2013/10/09

Role Play 101 #14: Story Telling for Dungeon Builders

At times it may seem there are two kinds of role players, the dungeon-type gamers, and the story-gamers. Two styles of play that are worlds apart. Dungeoneers may feel lost in a story type game, story gamers feel underestimated in a dungeon. But the styles may have more in common than it may seem, and in fact you could write a story as if it were a "dungeon".

The Difference: Story vs Dungeon

Dungeon gamers generally love Dungeons & Dragons in one form or another, Story gamers often don't - and instead prefer more "open" games where character and story are more important. The first group likes to just get into the action, and let any stories unfold as they do, if at all. The second group likes to get into their roles, and want to feel their heroes lives unfold in a story resembling an exciting movie or book - something with a plot, or at least something with some real depth and if possible a beginning and an end.

Often there is no dungeon whatsoever in a story game, just like there may be no story in a dungeon game. So what do these game have in common? Well, they're both games - role playing games. They just have different frames of reference. One has rooms for building blocks, the other uses scenes.


The Similarity: Scenes are a kind of Room

When you frame your game either as a dungeon or as a story, you are very much deciding how your game world is delineated. Are you moving from room to room, or moving from scene to scene? Rooms or scenes are your borders, your frame of reference in which you can move around. Sure, you can break down walls and make new rooms in a dungeon, but basically each new room is a new game situation. In a way, each new room is a special sort of scene.

In the same way, scenes are building blocks of a story. Sure again, one scene may flow over into another, but each scene is a separate, limited game situation. And just like every room has walls, exits, and stuff or even creatures or people in it, so every scene takes place somewhere, with someone, at sometime, with some central action and theme. You can almost think of a scene as an "encounter" with someone, or something. A scene is a sort of challenge, in a way. It can be a fight, a chase, a briefing, sneaking past the guard, breaking into a house, and so on.

A scene is limited - almost like a room. And like a room has exits, a scene has different "story exits", or leads, to other possible scenes in the story.

Connecting Scene "Rooms" into a Story


A role playing story is formed during play, and not during preparation. The choices of the players are just as important in how a story develops as what the game master may have thought up beforehand.

Dungeoneers often complain that they feel railroaded in a story game, much the same way all gamers would feel railroaded if they were in a dungeon with just one route to take - and no going back. Nobody would like that - and yet that's what many earlier modules looked like - and may still look like.

So the trick in any story game is to provide enough choices. Somewhat like a dungeon with many routes. Every scene should have several "story exits" to choose from, each leading to another scene. Thus you could have a map, or a flow chart of scenes - much like an abstract sort of "dungeon". But you can also just have a list of potential scenes, on a sheet or index cards maybe, and think of possible links on the spot, while you're game mastering.

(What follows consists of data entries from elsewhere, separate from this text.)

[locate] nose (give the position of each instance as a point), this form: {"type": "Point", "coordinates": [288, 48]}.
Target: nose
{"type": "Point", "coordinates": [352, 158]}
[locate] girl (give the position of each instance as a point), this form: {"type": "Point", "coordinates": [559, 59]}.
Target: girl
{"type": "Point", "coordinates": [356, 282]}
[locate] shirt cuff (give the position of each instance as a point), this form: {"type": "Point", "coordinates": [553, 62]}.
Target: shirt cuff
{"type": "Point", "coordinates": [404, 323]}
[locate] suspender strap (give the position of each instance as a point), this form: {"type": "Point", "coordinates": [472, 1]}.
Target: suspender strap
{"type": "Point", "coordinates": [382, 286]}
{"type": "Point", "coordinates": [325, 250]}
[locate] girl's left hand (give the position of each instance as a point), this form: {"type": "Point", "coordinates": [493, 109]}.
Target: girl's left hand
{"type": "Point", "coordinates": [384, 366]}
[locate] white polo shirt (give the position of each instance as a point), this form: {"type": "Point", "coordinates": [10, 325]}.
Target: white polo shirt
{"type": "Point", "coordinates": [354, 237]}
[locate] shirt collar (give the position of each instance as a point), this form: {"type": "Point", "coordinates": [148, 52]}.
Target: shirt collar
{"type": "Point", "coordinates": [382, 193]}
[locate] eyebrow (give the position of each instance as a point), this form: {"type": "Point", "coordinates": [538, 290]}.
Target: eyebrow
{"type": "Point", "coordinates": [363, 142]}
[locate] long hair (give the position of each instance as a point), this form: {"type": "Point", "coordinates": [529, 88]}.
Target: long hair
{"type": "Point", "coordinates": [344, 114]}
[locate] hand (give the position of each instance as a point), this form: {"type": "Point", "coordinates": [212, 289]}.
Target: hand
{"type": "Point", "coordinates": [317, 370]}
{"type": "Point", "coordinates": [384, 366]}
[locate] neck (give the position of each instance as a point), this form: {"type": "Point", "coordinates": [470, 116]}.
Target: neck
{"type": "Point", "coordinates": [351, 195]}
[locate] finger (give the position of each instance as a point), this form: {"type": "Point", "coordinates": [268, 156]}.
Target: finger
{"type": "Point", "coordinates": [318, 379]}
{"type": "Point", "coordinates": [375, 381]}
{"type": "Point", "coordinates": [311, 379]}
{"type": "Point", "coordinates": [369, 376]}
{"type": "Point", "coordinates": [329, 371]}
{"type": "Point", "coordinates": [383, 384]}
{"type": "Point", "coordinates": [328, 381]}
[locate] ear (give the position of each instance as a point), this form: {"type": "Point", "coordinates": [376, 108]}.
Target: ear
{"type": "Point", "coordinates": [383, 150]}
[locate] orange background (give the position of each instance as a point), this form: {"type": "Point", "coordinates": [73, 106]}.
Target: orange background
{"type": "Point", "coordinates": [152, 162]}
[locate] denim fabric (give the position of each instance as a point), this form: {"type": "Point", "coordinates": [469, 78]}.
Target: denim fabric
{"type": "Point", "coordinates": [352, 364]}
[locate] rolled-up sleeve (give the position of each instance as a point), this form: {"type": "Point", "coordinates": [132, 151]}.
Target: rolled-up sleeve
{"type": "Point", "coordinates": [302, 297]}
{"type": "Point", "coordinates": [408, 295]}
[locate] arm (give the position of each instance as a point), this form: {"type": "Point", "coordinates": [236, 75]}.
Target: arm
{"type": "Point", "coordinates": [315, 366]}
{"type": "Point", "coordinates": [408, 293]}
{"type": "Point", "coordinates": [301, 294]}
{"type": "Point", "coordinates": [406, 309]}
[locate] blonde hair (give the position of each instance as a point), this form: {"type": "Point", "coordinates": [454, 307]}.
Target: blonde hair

Thinking in such scene exits may sound a bit more difficult than just drawing a new corridor or door on your map, but it doesn't need to be.

Scene Exits

So, what would a scene "exit" look like? Some typical exits could be:

- follow the villain - tracking him down, or chasing him,
- follow a clue or lead to a new location or contact (typical for mysteries),
- run away from danger,
- travel to a new location on route to a quest goal,
- rest and prepare for the next day or scene,
- follow an invitation from a patron or friend,
- get captured by enemies or the guard,
- go and shop for necessary supplies or special gear,
- go do research about the adventure goal, or about the antagonist,
- go get help from friends or authorities,
- and so on...

Whenever you are in a scene, it makes sense to think ahead to which new scenes the players may want to move. If there are no obvious choices, you should provide some. If they didn't find the clues you wanted them to find? Make a new scene exit for them, and throw in some new clues pointing in a useful direction. Are your players going another way than you expected? Either go with the flow, or throw in a "random" encounter  that becomes a new scene with new choice exits. Are your players bogged down, and not sure which way to go? Throw in a new friend, enemy or patron to give them new options. Also don't be afraid to just skip time, and say: "ok, you spend about three days in town, and then the next thing happens…".

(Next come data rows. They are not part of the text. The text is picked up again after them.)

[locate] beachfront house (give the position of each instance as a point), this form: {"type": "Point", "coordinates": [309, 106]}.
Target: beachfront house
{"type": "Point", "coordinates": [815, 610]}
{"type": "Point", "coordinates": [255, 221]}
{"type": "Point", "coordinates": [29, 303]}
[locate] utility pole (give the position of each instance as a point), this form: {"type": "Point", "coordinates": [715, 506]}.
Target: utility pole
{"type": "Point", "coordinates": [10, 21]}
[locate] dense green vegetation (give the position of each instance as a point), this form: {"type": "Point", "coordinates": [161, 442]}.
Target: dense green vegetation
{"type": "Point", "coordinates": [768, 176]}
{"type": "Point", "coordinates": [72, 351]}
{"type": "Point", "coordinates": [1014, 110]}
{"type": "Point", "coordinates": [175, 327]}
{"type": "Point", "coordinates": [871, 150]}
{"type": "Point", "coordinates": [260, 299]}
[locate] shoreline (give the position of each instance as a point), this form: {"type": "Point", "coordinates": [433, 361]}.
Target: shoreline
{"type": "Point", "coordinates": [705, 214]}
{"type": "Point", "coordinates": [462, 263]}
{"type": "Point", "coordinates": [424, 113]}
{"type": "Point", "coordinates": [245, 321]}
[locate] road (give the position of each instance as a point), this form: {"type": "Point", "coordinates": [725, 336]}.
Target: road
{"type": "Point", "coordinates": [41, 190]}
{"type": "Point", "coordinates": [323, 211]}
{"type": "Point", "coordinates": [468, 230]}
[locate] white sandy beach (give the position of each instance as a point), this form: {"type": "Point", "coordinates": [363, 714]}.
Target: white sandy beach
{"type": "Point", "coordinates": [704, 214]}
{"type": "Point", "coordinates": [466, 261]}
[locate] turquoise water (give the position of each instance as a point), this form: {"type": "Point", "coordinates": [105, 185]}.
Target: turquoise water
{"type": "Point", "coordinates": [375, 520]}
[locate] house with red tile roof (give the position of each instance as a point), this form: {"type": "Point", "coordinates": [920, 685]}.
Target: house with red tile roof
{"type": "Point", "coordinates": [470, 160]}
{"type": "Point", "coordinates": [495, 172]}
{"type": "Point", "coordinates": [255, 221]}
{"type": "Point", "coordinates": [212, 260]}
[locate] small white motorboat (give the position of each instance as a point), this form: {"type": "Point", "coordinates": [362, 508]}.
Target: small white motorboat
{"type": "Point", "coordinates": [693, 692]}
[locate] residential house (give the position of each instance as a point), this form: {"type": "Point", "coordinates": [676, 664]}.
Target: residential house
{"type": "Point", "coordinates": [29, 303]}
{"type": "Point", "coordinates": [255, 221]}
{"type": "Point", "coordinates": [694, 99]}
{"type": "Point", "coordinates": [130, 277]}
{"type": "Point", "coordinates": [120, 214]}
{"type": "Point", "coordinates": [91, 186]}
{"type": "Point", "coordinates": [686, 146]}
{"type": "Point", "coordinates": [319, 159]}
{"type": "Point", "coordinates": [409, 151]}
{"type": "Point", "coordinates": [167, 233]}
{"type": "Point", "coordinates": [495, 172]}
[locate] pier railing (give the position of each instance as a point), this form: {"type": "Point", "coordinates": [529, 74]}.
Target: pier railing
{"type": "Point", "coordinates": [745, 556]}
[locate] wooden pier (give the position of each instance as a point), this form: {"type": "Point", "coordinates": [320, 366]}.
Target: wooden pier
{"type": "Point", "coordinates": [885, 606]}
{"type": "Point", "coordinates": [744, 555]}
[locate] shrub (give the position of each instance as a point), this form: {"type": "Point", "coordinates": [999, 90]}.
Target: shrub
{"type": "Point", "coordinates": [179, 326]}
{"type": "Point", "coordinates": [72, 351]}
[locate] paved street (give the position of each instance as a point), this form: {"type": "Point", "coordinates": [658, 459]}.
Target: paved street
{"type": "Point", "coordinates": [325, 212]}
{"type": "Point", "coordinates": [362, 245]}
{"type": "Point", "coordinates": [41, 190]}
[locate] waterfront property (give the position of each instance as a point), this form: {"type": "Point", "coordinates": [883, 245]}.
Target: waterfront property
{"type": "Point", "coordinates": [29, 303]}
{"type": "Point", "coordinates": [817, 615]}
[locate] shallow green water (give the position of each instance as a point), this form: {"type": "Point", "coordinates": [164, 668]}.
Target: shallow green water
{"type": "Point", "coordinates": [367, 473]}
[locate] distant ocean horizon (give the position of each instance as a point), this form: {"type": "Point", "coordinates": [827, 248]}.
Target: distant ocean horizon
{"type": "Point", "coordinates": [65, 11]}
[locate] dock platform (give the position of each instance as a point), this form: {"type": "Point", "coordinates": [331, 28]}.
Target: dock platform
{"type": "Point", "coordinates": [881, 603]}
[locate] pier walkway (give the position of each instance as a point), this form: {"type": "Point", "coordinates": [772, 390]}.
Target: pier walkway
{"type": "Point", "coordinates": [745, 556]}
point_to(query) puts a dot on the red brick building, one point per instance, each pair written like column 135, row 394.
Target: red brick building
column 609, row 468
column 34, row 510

Story Entrance and Climax Chamber


No innuendo intended. Just like a dungeon has some sort of main entrance - or multiple entrances - so your story should have a starting scene, with enough options to continue. Opening with a raid by the villains minions is classic, and so is a dying man's delivery of an important message. But there are many other options - you could even start with the "ending" of a never played adventure, much like the openings of Indiana Jones movies.

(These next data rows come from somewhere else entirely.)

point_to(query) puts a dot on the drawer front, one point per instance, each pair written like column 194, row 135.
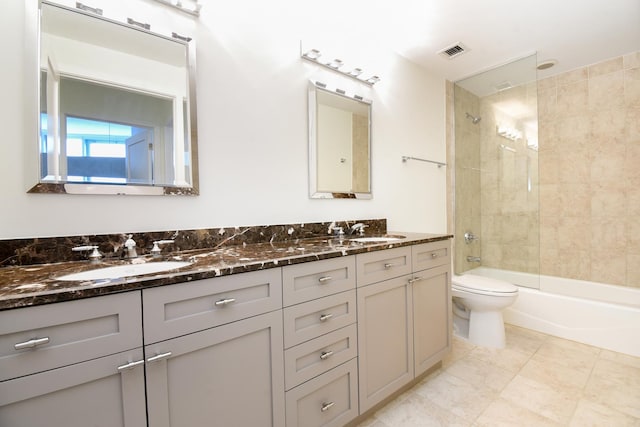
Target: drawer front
column 175, row 310
column 429, row 255
column 328, row 400
column 307, row 281
column 377, row 266
column 312, row 358
column 311, row 319
column 40, row 338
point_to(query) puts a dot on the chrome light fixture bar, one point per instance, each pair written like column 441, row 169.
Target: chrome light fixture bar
column 314, row 55
column 178, row 4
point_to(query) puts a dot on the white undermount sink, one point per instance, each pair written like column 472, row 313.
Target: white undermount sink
column 377, row 239
column 126, row 270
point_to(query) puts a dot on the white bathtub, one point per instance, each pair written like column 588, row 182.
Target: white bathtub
column 597, row 314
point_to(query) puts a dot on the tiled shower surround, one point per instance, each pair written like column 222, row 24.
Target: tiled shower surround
column 586, row 223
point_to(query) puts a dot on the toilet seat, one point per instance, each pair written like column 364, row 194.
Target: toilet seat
column 483, row 285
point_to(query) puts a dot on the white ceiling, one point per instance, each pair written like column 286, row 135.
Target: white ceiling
column 573, row 32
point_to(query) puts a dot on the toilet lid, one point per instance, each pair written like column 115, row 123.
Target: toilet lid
column 473, row 283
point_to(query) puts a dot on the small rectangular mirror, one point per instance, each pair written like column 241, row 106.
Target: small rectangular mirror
column 116, row 106
column 339, row 144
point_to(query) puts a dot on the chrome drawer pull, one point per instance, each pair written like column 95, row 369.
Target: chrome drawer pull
column 326, row 354
column 159, row 357
column 224, row 302
column 327, row 406
column 130, row 365
column 31, row 343
column 325, row 317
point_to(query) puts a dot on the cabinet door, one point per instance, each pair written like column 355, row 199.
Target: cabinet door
column 95, row 393
column 431, row 316
column 231, row 375
column 36, row 339
column 385, row 339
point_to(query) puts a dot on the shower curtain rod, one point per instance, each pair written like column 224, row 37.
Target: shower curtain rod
column 440, row 164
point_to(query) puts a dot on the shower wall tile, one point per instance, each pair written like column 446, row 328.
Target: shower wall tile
column 573, row 76
column 605, row 67
column 632, row 87
column 589, row 173
column 631, row 60
column 573, row 98
column 606, row 91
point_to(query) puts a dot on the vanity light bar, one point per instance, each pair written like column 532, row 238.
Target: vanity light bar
column 313, row 55
column 177, row 4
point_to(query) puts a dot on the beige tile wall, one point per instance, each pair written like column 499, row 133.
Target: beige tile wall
column 589, row 124
column 588, row 174
column 467, row 177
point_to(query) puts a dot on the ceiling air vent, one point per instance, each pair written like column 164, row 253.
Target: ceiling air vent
column 453, row 51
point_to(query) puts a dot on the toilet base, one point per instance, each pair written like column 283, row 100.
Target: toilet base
column 486, row 328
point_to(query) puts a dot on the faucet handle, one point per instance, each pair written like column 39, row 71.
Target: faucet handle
column 95, row 253
column 156, row 246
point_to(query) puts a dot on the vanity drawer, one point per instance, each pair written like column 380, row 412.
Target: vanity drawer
column 36, row 339
column 180, row 309
column 328, row 400
column 311, row 319
column 307, row 281
column 312, row 358
column 377, row 266
column 429, row 255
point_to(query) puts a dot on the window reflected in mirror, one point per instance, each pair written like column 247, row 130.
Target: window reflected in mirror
column 116, row 104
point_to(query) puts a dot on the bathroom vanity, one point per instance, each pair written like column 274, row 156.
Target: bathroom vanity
column 300, row 341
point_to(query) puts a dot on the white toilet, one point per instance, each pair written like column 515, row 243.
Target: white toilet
column 477, row 308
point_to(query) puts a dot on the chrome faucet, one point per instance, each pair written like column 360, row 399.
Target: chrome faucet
column 335, row 230
column 130, row 246
column 359, row 228
column 156, row 250
column 95, row 254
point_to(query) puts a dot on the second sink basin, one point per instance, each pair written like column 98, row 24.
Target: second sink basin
column 126, row 270
column 377, row 239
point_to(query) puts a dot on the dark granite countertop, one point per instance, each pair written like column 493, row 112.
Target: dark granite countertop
column 24, row 286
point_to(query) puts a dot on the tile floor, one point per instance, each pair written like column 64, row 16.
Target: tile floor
column 537, row 380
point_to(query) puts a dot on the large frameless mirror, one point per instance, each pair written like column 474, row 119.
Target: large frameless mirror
column 339, row 144
column 117, row 112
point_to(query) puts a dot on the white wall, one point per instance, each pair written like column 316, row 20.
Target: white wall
column 252, row 111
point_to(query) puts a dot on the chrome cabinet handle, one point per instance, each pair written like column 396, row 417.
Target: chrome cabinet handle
column 225, row 301
column 130, row 365
column 327, row 406
column 326, row 354
column 31, row 343
column 159, row 357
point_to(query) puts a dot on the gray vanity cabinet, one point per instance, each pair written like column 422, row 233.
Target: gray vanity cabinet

The ending of the story or session should also be special. As a dungeon may have a special treasure room, or the master bedroom of the villain, a story also needs climaxes. One often used in video games is the "boss level", but you need not make it so corny. A major confrontation with the villain would make a good end scene, as would a major rescue, or a break neck escape from danger.

As you may see, dungeons and stories have more in common than it looks at first glance. Perhaps, if you are a hard core dungeon gamer, thinking of a story as just "a sort of dungeon", will make playing a story game sound more attractive. And the other way around too - both styles can show new worlds to each other.